ウォール街の老舗キャンター、ビットコイン担保融資を本格始動 デジタル資産金融の新局面へ

2025年5月27日、米ウォール街の大手投資銀行キャンターフィッツジェラルドは、ビットコインを担保とした初の融資取引を実行したと発表した。伝統金融と暗号資産が交差する新たな一歩となる。
20億ドルの融資プログラムが始動、ビットコインを担保に
キャンターフィッツジェラルド(以下、キャンター)は、ビットコインを担保とした新たな融資事業の第一弾として、米暗号資産レンディング企業メープル・ファイナンスおよびデジタル資産プライムブローカーのファルコンXへの資金供給を実行した。
両社はそれぞれ、18億ドル超の資産を保有するなど、暗号資産市場において一定の影響力を持つ企業である。
この融資は、キャンターが推進する20億ドル規模のプログラムの一部であり、暗号資産を保有する機関投資家に対して新たな流動性オプションを提供することを目的としている。
同社は2024年7月時点でこの構想を公表しており、約1年を経て初取引にこぎつけた形だ。
同社の共同CEOであり債券部門グローバル責任者のクリスチャン・ウォール氏は、「ビットコインを保有する機関投資家は、多様な資金調達源へのアクセスを拡大することを求めており、我々は彼らの流動性ニーズをサポートすることで、長期的な成長と成功を支援できることを嬉しく思う」と述べている。

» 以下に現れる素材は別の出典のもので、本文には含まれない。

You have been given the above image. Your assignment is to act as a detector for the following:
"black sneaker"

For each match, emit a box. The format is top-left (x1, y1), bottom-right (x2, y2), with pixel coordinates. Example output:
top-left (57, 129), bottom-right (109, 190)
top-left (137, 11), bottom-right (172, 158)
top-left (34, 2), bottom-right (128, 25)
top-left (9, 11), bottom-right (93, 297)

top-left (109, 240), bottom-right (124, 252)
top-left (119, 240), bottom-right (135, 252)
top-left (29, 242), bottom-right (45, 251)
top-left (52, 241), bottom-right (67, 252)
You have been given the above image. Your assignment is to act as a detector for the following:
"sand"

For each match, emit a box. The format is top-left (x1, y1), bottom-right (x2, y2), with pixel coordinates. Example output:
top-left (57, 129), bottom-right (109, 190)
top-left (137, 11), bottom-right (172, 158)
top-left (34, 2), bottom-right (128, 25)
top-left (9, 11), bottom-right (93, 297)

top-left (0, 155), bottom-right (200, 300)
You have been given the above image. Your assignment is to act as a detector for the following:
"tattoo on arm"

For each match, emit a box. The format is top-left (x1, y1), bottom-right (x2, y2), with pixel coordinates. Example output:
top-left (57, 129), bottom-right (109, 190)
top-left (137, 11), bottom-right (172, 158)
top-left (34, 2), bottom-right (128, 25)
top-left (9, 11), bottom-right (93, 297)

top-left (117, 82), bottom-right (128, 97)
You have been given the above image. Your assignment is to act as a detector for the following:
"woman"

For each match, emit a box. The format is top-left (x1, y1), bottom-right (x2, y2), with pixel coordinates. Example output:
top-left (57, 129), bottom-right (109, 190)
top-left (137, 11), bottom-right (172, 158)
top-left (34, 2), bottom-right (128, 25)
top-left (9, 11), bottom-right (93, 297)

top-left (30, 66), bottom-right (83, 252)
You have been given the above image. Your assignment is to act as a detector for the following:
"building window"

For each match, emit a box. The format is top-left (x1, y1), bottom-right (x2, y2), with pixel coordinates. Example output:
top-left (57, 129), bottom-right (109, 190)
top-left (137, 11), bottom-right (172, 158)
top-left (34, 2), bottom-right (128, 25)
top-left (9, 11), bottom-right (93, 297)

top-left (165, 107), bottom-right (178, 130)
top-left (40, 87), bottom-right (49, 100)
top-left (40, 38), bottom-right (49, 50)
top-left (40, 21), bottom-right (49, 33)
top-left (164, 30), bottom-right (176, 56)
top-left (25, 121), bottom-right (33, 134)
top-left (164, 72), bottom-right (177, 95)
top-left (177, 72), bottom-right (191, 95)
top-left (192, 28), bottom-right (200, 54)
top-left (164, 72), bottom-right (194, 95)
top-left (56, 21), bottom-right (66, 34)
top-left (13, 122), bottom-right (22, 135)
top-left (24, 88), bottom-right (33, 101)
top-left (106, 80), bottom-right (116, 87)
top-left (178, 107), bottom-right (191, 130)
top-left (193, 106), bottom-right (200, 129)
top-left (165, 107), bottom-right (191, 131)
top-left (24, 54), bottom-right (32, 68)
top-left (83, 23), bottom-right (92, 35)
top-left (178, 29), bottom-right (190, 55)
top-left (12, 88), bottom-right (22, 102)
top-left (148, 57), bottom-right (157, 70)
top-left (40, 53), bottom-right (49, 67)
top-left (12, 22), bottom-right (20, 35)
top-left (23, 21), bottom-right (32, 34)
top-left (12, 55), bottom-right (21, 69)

さらにキャンターは、時価総額1420億ドルのUSDTステーブルコイン(※)を発行するテザー社が保有する米国債の管理業務も手掛けており、暗号資産分野への関与を深めている。
今後の展望、伝統金融×暗号資産の融合に期待
今回のキャンターによるビットコイン担保融資の実行は、デジタル資産と伝統的金融の境界が曖昧になりつつある現状を象徴しているといえる。
金融機関が暗号資産を資産クラスの一部として正式に扱えば、機関投資家の信頼性向上にも寄与するだろう。
一方で、暗号資産は価格変動が激しいため、担保としての価値が急変するリスクも内包している。
これに対応するため、融資側である金融機関には、貸倒れ防止のためのリスク管理体制の高度化が求められることになると思われる。
特に、清算プロセスや担保評価の基準は未整備な部分も多いため、制度設計面での課題は残るだろう。
とはいえ、暗号資産を保有する企業にとっては、従来の株式や不動産に依存しない新たな資金調達手段としての可能性が広がることとなる。加えて、ブロックチェーンベースのトレーサビリティにより、透明性の高い取引が期待できる点も注目できる。
現在、米商務長官を務めるキャンター前CEOのハワード・ルトニック氏も、ビットコインを伝統金融に統合すべきとの立場を公にしており、今後も政策的な後押しが継続される可能性がある。
制度と市場の整備が進めば、同様の金融商品が他の金融機関でも展開されることも予想できる。
伝統金融×暗号資産の展開に、今後も注視したい。
※USDTステーブルコイン:米ドルに価値が連動するよう設計された暗号資産。1USDT≒1米ドルで取引されることを目的としており、価格の安定性を特徴とする。